Leash Your Potential - How To Be A Successful ‘Do-Nothing’

Ryan Gunther’s mock seminar on how to keep a job and do as little as possible, while getting good pay was certainly thorough with a pile of silly statistics, funny strategies, and satiric corporate anecdotes. He makes it clear that business in Fortune 500 companies is like a group of ferrets, which, incidentally, is exactly what a group of ferrets is called, a ‘business of ferrets’ (no kidding) like bosses, oops, ‘crows’ who are called a ‘murder of crows’.

Yes, I did laugh here and there at his advice about how to do effective emails that record your real message ‘can’t finish this project by the deadline’ but bury it in the fifth paragraph so no one bothers to read it, but at least you’ve covered your ass if called to accountant. He has humorous advice about how to infiltrate an office clique, take fake sick days, and sabotage your computer so you don’t have to do anything for hours but play on your phone.

There is definitely some funny material in this show. But ‘show’ it isn’t. It’s more of a ‘tell’ than a ‘show’. If he was trying to poke fun at boring seminars, he verged on the edge of boring us after a while. I began glancing at my watch 25 minutes into the lecture because Gunther stood in his business suit behind his podium and seemed to be reading, in a rather monotone voice, his entire lecture with amusing powerpoint slides. Perhaps he is used to a 15 or 20-minute stand-up comedy routine but for a 60-minute show, the overload of info and the lack of movement and engagement undermined the effectiveness.

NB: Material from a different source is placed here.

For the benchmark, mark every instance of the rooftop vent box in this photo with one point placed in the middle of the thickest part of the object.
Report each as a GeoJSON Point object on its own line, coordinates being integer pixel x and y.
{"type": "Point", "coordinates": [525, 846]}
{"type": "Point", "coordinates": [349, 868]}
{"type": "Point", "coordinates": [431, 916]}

Perhaps a take-off on one of the super slick self-help gurus who use all the vocal, emotional ploys to entice you in, would have been funnier since it would have been livelier, and more ironic to have a seminar leader who was all cheery enthusiasm while delivering a message about how to be a do-nothing corporate survivor. The other alternative would be to play some of the characters from the bad boss, the good bad boss, the office prankster etc.  This would have given some variety, pace, and drawn the audience into the corporate environment far more effectively.

One fascinating part was when, near the end, Gunther leaves the stage and a robotic email appears on the screen and makes us think about how far robots can replace us all except, of course, robots don’t know how to do ‘meetings’ or be effectively ineffective, as Gunther points out. So maybe we slackers are safe.

Unfortunately, the delivery didn’t live up to the potential of the material. However, if you’ve worked in any bureaucracy, you’ll smile.